1 Environmental Remote Sensing Lecture 5: Image Classification " Purpose: – categorising data – data abstraction / simplification – data interpretation – mapping " for land cover mapping " use land cover class as a surrogate for other information of interest (ie assign relevant information/characteristics to a land cover class)

2 Basis for 'classifying' " method: pattern recognition " use any/all of the following properties in an image to differentiate between land cover classes:- – spectral – spatial – temporal – directional – [time / distance-resolved (LIDAR)]

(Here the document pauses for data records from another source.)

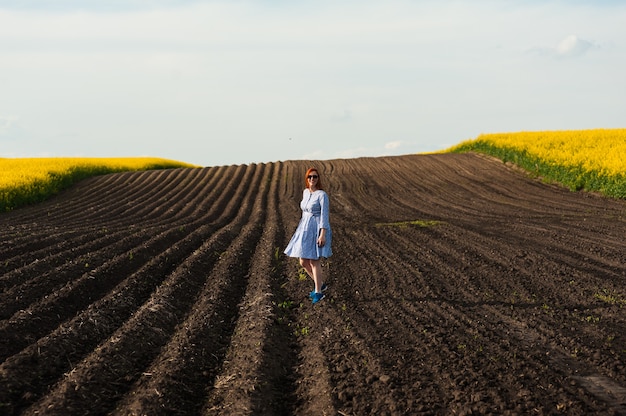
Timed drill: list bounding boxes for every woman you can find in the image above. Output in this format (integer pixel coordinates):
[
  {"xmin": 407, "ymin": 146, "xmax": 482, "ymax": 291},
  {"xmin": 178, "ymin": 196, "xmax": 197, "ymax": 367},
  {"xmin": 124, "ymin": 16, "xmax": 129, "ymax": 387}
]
[{"xmin": 285, "ymin": 168, "xmax": 333, "ymax": 304}]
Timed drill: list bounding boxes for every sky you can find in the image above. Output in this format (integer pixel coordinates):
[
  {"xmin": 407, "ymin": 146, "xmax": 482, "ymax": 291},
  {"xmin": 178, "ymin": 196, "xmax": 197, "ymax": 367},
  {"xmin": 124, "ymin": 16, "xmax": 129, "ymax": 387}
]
[{"xmin": 0, "ymin": 0, "xmax": 626, "ymax": 166}]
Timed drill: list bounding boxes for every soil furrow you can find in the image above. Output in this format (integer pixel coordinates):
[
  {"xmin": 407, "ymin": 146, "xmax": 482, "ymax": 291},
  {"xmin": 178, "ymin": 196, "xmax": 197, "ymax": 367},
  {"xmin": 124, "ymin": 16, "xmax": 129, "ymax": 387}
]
[{"xmin": 30, "ymin": 164, "xmax": 264, "ymax": 414}]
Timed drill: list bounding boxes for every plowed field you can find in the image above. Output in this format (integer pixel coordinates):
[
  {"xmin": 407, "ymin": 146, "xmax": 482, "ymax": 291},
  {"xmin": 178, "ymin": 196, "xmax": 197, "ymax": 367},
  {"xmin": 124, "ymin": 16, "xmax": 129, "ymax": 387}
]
[{"xmin": 0, "ymin": 154, "xmax": 626, "ymax": 415}]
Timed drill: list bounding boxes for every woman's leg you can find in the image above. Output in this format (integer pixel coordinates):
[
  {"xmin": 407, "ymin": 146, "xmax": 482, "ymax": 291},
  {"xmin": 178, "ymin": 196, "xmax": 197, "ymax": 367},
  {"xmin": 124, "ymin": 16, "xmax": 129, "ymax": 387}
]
[
  {"xmin": 300, "ymin": 259, "xmax": 313, "ymax": 279},
  {"xmin": 309, "ymin": 259, "xmax": 324, "ymax": 293}
]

3 Spatial Pattern Recognition " attempt to make use of spatial context to distinguish between different classes – e.g. measures of image texture, shape descriptors derived from image data, spatial context of 'objects ' derived from data. temporal pattern recognition " the ability to distinguish based on spectral or spatial considerations may vary over the year " use variations in image DN (or derived data) over time to distinguish between different cover types – e.g. variations in VI over agricultural crops

4 directional pattern recognition " surface with different structures will tend to give different trends in reflectance as a function of view and illumination angles – recent work indicates that we may be able to make use of such information to distinguish between surfaces with different structural attributes, even if they are not clearly separable on the basis of spectral properties alone. spectral pattern recognition " most typically used " relies on being able to distinguish between different land cover classes from differences in the spectral reflectance (or more typically, image DN) in a number of wavebands

5 Approaches to Classification " Whatever the particular feature(s) of a surface we are attempting to use to distinguish it from other surfaces, we need some form of automated classification algorithm to achieve this on a computer. – Supervised Classification – Unsupervised Classification

6 Supervised Classification " training stage – preprocessing of images e.g. using Principal Components analysis may be advisable sometimes to determine the intrinsic dimensionality of the data " Identify areas of cover types of interest (map, ground survey, spectral characteristics) in bands of an image – typically, a FCC image is used, with three bands which will enhance discrimination between cover types of interest – utility of FCC is dependent on display capabilities, and individual bands can also be used (or band transformations, such as NDVI which will enhance vegetation, or various principal component bands )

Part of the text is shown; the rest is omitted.